# Restaurant in Westport



## boaber (27 Aug 2007)

Hi there

Would anyone be able to recommend a good restaurant in Westport. 

Going to be staying at Knockranny House Hotel, but would rather eat somewhere else in the town.  

Somewhere for a couple, preferably a place where there's no kids running around.

Thanks


----------



## sara:) (27 Aug 2007)

hi,

i would recommend il vulcano in westport (hope that spelling is right)
Its a really nice italian restaurant & not too expensive.


----------



## Nige (28 Aug 2007)

Quay House.


----------



## Lorrie (28 Aug 2007)

I've eaten here several times and its really good. 

JJ O'Malleys
Bridge Street,
Westport,
Co. Mayo,
Located in the heart of Westport, J.J. O’Malleys is renowned for its large and varied worldwide cuisine menu. This 120-seater ‘olde World’ restaurant also boasts an extensive wine and cocktail list. Afterwards, enjoy a drink in one of Westport’s most famous bars.

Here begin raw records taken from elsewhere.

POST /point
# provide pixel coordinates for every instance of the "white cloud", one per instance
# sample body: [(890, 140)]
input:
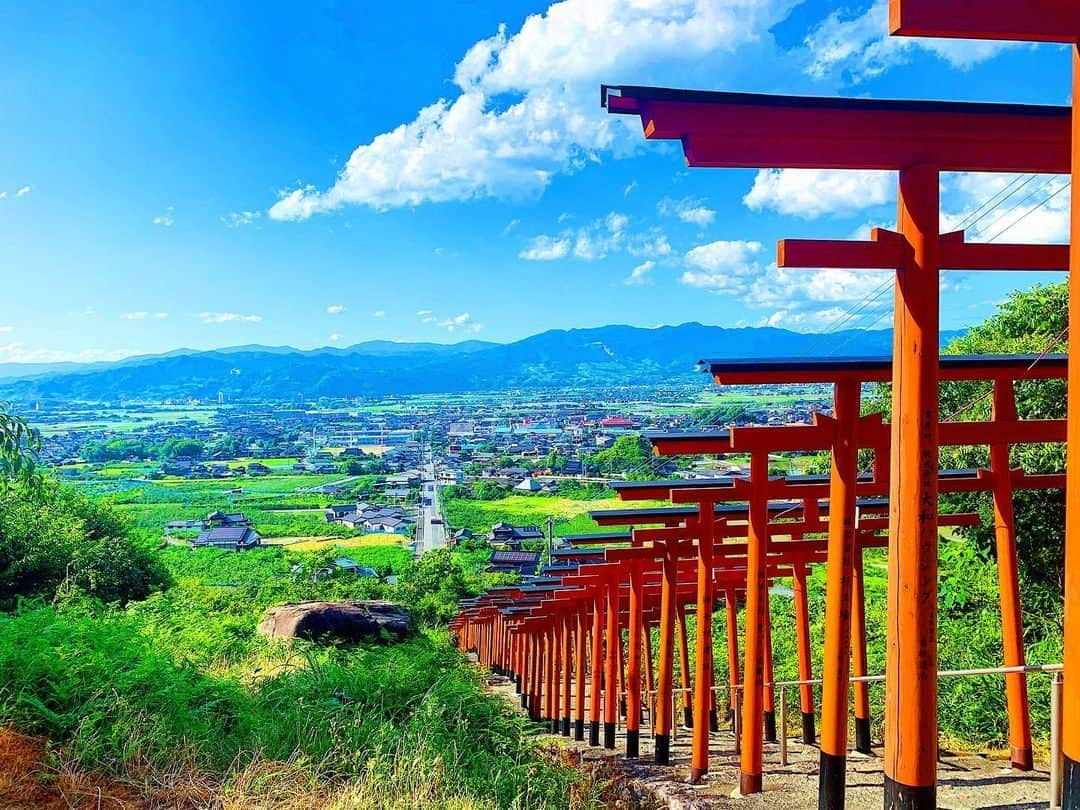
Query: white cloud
[(796, 299), (723, 266), (812, 192), (462, 322), (239, 218), (21, 353), (526, 105), (545, 248), (639, 275), (812, 321), (227, 318), (597, 240), (860, 46), (1006, 207), (688, 210)]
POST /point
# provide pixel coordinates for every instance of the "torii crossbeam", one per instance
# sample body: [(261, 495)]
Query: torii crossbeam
[(919, 139)]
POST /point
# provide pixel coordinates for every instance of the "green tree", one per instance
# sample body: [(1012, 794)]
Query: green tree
[(19, 445), (55, 536), (432, 586), (1029, 322), (181, 448), (630, 454)]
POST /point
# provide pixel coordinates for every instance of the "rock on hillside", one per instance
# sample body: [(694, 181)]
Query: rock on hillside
[(352, 621)]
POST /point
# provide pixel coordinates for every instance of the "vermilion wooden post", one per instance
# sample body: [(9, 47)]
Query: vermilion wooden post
[(750, 764), (579, 675), (554, 675), (910, 719), (613, 643), (662, 726), (538, 676), (1070, 694), (634, 670), (769, 693), (1012, 624), (684, 667), (859, 663), (802, 649), (731, 613), (1054, 21), (622, 676), (543, 683), (529, 674), (596, 663), (567, 673), (703, 712), (841, 544)]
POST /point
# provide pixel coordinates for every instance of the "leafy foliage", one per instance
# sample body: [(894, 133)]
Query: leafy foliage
[(56, 536), (18, 447)]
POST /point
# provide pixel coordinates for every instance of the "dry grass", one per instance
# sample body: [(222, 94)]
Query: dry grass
[(35, 778), (319, 543)]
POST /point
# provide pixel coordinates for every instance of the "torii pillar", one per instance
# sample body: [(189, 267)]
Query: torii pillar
[(912, 650), (1040, 21), (919, 139)]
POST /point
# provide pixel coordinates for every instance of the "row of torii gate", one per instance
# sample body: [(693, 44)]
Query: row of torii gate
[(559, 634), (582, 630)]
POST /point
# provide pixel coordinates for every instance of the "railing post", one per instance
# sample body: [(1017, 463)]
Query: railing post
[(737, 720), (783, 727), (1056, 761)]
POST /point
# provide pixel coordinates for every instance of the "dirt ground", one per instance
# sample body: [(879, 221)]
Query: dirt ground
[(964, 782), (29, 782)]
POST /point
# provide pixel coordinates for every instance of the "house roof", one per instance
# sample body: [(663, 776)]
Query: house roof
[(514, 557), (226, 534)]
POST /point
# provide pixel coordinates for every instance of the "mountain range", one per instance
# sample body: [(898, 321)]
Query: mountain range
[(605, 355)]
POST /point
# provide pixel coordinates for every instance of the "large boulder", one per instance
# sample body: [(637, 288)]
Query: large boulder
[(352, 620)]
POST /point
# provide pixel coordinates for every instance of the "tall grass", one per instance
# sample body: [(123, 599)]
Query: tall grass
[(184, 678)]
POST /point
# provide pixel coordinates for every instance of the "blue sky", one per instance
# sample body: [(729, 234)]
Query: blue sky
[(205, 175)]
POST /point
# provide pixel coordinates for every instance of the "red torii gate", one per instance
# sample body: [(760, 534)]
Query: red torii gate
[(1006, 428), (753, 131), (1038, 21), (886, 250)]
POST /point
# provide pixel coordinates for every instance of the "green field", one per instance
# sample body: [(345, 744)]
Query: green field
[(277, 503), (570, 515)]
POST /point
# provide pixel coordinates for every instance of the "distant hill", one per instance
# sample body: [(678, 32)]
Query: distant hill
[(605, 355)]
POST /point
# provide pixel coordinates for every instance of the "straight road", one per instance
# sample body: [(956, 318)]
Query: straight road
[(430, 530)]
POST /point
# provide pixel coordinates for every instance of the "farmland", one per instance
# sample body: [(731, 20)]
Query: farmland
[(281, 504)]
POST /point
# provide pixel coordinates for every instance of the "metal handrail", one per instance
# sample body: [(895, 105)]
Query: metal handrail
[(1055, 707)]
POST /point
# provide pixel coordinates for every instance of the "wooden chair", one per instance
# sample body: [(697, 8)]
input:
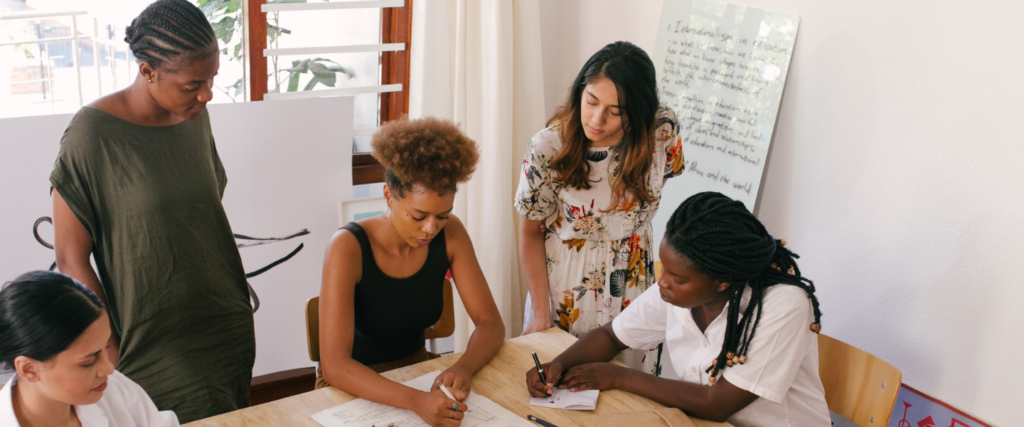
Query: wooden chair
[(858, 385), (443, 328)]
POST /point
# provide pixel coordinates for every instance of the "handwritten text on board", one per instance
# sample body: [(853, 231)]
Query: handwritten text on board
[(722, 69)]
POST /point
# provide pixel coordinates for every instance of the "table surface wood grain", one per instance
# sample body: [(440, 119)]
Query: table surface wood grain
[(503, 381)]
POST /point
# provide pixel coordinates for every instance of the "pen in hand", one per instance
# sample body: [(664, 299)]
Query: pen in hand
[(446, 392), (539, 369)]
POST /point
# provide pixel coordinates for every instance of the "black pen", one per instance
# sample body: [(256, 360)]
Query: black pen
[(540, 421), (539, 369)]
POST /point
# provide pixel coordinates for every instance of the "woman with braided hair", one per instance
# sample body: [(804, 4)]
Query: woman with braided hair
[(736, 314), (137, 185)]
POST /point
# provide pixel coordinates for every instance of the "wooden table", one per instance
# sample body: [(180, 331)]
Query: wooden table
[(503, 380)]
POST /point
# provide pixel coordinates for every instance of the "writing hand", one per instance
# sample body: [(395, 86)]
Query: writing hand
[(436, 410), (552, 371), (458, 382), (593, 377)]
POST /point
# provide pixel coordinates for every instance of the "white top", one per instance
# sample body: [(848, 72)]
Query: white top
[(124, 404), (781, 364)]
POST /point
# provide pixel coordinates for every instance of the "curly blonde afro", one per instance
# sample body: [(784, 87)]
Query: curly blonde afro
[(429, 152)]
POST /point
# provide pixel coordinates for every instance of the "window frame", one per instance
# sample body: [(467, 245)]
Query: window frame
[(396, 26)]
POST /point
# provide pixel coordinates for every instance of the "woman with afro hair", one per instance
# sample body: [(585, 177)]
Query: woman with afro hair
[(383, 276)]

*Proprietors* Stephen/Brendan Byrne
*Opening Hours* Midday - 10 p.m.
*Licensed* Yes *Type* Full
*Wheelchair/Toilet Access* No
*Credit Cards* Yes
*Tel.* 098 27307


----------



## Jock04 (28 Aug 2007)

Haven't been there in the last year or so, but I'd recommend O'Malley's too.
Good food, proper platefuls, friendly staff, pleasant surroundings.
Not haute cuisine or 5-star surroundings, but pleasant enough for a "standard" evening meal.


----------



## Nige (28 Aug 2007)

I wasn't impressed with O'Malley's at all when I ate there, but it was a couple of years ago.


----------



## briancbyrne (28 Aug 2007)

anytime I have been in westport I make a point of going to the Quay Cottage - fantastic menu (especially if you like steaks or Seafood) - you would want to book though ! - detals are 
*Quay Cottage Restaurant - Westport, Co. Mayo*

*The Harbour Westport Co Mayo 
Tel:+353 (0)98 26412 
*


----------



## CCOVICH (28 Aug 2007)

I would second the recommendation for O'Malleys (if that's the one above the pub).  Have eaten there any time I have been in Westport.


----------



## Ret45 (28 Aug 2007)

I have gone off the Quay cottage recently.

If you want a fine dining experience then Ardmore House Hotel is probably the place to go. The food and service in Knockranny is also very good.

If you want something a little more casual but still good food then I would recommend Mangos, Bella Vita, Mediterano, Torrinos and Il Vulcano in order of preference. 

Hard to get a bad meal in Westport but I would stay away from JJ O'Malleys and Sol Rio for lack of atmosphere. At the weekend there are lots of Hens and Stags in Il Vulcano which can be a bit off-putting for a couple.

The Tavern in Murrisk is nice for pub lunches on the way back from climbing the reek!


----------



## tallpaul (28 Aug 2007)

Would also recommend The Lemon Peel which is reviewed [broken link removed]. Their own website seems to be down.


----------



## Nige (28 Aug 2007)

I heard that Lemon Peel closed.


----------



## tallpaul (28 Aug 2007)

Nige said:


> I heard that Lemon Peel closed.


 
Shame, great restaurant and enjoyed the food there. Would explain why their website seems kaput...


----------



## Nige (28 Aug 2007)

I can't find anything on the internet to confirm its closure though. I wonder if I imagined it?


----------



## Ms. G (28 Aug 2007)

Lemon Peel has just moved location - now based further out of the town beside the Atlantic Coast hotel - can not remember the name of the hotel it is now based in. I was there a few weeks back and would definitely recommend, food, setting and service was excellent. Still have dreams about the crab claws!!


----------



## markowitzman (28 Aug 2007)

would not recommend o malleys. quay cottage is great as is the creel daytime.


----------